Existing learning-based methods for point cloud rendering adopt various 3D representations and feature querying mechanisms to alleviate the sparsity problem of point clouds. However, artifacts still appear in rendered images, due to the challenges in extracting continuous and discriminative 3D features from point clouds. In this paper, we present a dense while lightweight 3D representation, named TriVol, that can be combined with NeRF to render photo-realistic images from point clouds. Our TriVol consists of triple slim volumes, each of which is encoded from the point cloud. TriVol has two advantages. First, it fuses respective fields at different scales and thus extracts local and non-local features for discriminative representation. Second, since the volume size is greatly reduced, our 3D decoder can be efficiently inferred, allowing us to increase the resolution of the 3D space to render more point details. Extensive experiments on different benchmarks with varying kinds of scenes/objects demonstrate our framework's effectiveness compared with current approaches.

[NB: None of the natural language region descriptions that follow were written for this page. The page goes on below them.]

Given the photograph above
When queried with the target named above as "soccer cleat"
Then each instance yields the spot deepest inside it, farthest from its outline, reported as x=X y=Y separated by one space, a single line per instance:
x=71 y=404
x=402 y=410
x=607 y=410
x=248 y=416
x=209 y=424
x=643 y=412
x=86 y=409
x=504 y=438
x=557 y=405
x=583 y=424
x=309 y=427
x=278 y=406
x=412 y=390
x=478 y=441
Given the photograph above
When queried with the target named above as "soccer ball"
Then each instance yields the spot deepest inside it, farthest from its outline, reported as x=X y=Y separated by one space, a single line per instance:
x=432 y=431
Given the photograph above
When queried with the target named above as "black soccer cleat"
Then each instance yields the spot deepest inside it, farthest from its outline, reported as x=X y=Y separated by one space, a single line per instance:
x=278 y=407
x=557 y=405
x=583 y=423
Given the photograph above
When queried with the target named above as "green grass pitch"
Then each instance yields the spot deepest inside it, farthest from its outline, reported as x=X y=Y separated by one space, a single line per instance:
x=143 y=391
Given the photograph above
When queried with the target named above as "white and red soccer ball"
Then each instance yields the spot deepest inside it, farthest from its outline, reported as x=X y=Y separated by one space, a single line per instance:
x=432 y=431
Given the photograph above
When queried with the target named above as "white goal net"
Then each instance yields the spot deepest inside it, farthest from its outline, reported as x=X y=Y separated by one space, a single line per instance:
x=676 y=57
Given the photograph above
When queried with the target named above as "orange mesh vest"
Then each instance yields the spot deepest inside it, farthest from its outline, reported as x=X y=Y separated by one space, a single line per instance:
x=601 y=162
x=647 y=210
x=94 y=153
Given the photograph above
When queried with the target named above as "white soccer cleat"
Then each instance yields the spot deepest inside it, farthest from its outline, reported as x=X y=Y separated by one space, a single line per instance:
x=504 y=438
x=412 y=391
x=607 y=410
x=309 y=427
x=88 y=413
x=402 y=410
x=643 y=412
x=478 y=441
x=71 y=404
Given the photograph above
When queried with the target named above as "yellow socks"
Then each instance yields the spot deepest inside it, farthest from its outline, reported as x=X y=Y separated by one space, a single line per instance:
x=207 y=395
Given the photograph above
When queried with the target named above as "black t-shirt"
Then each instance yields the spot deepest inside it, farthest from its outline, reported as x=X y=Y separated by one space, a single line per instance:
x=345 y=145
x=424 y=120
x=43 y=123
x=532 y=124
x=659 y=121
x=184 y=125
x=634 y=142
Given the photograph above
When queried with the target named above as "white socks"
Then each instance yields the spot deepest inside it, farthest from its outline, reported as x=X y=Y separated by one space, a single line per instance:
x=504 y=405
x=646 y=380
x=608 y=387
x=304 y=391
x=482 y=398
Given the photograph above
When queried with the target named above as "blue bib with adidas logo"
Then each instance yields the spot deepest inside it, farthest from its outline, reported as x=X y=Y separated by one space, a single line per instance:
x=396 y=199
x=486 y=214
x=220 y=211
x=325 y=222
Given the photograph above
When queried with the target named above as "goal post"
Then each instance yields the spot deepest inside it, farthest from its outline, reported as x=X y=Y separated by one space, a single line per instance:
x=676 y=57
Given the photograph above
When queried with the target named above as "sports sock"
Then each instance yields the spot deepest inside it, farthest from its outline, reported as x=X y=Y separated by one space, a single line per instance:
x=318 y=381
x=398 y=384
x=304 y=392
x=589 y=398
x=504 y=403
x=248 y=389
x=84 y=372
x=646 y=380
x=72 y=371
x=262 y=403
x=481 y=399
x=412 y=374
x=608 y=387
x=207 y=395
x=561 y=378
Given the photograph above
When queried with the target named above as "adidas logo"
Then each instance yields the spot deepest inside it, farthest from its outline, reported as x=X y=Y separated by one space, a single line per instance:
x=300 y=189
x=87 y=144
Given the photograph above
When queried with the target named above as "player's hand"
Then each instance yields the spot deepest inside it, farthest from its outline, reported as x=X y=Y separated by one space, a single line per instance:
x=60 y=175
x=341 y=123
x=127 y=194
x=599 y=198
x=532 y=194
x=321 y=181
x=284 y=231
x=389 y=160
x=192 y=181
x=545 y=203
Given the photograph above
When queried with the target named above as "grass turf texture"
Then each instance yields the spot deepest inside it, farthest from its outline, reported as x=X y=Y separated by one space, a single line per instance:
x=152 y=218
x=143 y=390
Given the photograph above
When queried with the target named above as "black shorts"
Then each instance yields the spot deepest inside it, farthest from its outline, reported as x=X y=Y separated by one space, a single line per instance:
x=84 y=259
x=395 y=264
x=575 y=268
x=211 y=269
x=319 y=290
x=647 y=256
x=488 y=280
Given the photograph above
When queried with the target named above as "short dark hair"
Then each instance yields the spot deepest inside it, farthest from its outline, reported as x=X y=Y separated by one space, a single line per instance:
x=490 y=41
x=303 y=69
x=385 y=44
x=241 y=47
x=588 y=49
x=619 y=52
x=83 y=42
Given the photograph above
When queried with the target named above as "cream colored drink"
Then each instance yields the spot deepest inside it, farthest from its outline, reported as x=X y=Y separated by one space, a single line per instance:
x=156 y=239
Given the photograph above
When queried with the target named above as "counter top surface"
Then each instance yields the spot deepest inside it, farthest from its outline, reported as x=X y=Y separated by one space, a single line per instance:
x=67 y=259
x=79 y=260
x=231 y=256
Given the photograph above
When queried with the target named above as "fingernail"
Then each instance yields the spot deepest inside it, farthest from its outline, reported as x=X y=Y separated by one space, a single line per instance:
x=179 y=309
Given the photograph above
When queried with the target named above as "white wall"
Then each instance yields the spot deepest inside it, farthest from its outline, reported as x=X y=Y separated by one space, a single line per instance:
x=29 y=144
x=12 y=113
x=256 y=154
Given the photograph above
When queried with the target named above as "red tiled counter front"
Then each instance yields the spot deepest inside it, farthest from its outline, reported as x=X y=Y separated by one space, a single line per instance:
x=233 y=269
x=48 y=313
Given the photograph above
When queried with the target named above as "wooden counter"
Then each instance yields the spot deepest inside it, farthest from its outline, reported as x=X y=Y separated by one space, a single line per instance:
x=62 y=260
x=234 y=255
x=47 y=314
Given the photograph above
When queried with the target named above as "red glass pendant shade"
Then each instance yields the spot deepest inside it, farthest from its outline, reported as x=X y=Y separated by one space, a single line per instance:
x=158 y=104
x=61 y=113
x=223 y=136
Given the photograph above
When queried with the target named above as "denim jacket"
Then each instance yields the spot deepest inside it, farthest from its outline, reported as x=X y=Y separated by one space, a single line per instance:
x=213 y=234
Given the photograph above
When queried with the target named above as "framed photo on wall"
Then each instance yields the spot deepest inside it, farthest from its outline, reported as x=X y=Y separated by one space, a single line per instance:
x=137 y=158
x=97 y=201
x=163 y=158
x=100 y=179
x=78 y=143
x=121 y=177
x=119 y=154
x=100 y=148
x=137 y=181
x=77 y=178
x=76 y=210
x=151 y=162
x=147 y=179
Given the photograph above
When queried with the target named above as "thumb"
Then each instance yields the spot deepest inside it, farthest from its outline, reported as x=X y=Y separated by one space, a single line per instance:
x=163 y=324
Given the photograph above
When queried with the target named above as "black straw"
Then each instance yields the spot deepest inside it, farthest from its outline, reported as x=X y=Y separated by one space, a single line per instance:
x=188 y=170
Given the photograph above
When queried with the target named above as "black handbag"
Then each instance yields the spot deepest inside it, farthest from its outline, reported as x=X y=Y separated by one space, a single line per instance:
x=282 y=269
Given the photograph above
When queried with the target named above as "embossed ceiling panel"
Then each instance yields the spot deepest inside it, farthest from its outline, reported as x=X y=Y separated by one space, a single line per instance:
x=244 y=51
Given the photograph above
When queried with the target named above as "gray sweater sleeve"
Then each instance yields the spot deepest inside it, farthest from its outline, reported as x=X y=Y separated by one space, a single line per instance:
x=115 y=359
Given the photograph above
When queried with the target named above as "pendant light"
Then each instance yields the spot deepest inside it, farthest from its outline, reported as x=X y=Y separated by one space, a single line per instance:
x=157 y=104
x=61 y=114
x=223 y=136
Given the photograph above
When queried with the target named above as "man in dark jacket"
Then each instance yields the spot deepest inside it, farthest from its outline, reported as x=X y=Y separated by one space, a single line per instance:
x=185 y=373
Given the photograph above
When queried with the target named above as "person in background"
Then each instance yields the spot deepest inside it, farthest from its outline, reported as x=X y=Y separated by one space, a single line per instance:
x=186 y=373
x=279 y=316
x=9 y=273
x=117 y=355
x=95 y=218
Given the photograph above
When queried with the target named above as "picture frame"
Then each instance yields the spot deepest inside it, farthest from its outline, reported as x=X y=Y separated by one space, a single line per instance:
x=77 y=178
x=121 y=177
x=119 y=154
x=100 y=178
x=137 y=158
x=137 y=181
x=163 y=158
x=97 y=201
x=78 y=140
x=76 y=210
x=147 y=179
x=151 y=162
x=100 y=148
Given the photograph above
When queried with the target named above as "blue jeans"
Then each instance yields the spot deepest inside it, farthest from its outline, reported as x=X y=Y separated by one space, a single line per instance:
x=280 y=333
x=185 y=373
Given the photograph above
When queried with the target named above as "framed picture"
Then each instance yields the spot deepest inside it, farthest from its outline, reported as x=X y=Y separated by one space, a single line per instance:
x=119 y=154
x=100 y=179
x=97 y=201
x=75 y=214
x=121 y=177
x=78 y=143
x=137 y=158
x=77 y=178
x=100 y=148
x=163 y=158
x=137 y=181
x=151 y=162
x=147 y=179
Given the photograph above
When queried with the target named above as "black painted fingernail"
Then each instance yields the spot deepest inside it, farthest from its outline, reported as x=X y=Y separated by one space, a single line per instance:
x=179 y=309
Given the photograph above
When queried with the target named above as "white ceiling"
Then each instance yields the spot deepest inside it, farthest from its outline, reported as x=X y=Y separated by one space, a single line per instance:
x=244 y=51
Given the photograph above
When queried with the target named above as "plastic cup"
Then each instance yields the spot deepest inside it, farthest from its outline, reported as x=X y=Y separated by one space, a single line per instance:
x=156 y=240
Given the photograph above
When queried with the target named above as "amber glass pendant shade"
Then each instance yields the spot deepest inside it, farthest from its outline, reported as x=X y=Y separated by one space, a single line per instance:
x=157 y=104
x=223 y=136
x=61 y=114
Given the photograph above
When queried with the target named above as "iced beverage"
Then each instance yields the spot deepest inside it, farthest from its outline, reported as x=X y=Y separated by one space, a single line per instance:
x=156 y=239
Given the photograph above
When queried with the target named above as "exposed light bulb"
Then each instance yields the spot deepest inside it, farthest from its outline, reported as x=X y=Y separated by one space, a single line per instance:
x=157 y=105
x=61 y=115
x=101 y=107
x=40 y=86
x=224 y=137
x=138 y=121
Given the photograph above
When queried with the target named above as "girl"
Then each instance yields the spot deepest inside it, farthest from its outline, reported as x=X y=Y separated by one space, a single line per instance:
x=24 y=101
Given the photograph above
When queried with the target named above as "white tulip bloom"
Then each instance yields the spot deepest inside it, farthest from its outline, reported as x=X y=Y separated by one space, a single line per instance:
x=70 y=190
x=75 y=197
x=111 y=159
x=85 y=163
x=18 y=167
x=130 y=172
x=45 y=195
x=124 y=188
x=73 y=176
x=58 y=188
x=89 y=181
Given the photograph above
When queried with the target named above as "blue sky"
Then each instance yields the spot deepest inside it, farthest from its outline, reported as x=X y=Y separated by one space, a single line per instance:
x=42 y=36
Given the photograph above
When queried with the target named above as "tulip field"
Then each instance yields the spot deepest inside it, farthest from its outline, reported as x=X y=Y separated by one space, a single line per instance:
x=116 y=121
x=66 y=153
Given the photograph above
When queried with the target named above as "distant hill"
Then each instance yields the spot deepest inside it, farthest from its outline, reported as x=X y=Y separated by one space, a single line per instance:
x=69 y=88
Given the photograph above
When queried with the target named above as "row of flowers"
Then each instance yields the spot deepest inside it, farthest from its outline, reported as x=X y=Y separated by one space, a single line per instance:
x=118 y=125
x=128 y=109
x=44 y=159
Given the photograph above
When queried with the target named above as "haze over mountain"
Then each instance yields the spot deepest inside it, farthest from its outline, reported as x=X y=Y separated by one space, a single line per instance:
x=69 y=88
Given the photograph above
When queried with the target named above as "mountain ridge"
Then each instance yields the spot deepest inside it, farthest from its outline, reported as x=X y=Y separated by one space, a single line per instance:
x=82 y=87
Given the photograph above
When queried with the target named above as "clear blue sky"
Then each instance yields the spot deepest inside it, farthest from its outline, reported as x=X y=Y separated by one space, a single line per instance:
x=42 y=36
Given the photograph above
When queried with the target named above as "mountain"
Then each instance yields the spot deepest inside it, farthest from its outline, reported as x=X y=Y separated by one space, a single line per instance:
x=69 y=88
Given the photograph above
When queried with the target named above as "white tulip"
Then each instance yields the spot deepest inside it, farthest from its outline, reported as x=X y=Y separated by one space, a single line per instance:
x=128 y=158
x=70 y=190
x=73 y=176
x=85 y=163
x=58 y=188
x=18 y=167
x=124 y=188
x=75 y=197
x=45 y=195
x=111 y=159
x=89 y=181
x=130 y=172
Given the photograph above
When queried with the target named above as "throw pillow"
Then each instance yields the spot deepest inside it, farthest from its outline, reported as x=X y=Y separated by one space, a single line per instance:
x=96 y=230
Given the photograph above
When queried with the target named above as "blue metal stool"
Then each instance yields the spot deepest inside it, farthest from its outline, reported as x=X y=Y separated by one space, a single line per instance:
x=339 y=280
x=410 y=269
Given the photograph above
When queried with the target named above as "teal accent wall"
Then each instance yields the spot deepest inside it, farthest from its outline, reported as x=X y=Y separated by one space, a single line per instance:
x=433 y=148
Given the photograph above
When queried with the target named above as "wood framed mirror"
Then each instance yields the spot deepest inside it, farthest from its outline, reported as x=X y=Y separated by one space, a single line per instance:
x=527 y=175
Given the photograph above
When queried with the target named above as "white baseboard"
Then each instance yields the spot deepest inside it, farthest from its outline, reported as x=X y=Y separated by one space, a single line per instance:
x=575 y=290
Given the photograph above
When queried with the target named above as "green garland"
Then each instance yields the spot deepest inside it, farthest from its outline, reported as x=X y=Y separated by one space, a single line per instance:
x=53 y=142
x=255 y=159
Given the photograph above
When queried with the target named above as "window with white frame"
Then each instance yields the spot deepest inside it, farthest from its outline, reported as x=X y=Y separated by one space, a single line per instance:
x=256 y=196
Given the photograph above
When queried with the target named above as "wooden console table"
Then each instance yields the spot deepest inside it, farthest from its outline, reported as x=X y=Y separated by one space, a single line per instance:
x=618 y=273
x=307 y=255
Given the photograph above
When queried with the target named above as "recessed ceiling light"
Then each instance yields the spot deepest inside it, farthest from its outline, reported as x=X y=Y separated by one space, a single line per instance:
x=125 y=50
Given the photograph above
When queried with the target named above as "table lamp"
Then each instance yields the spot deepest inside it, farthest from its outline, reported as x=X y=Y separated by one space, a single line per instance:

Moreover, our framework has excellent generalization ability to render a category of scenes/objects without fine-tuning.
翻译:孪生容器:通过三重容器进行点云渲染
现有的基于学习的点云渲染方法采用各种3D表示和特征查询机制来缓解点云的稀疏问题。然而,由于从点云中提取连续且具有区分力的3D特征存在挑战,渲染图像中仍会出现伪影。在本文中,我们提出了一种名为 TriVol 的密集又轻量的3D表示法,可以与NeRF结合使用,从点云渲染逼真的图像。我们的 TriVol 由三个瘦长的容器组成,每个容器都从点云中编码而成。TriVol 具有两个优点。首先,它将不同尺度的各自领域融合在一起,因此提取了局部和非局部特征,具有判别性的表征。其次,由于卷积大小大大降低,因此我们的3D解码器可以有效地推断,从而使我们可以提高3D空间的分辨率以渲染更多的点细节。在不同的基准测试场景/对象上进行广泛的实验,证明了我们的框架与当前方法相比的有效性。此外,我们的框架具有在不进行微调的情况下渲染场景/对象类别的出色泛化能力。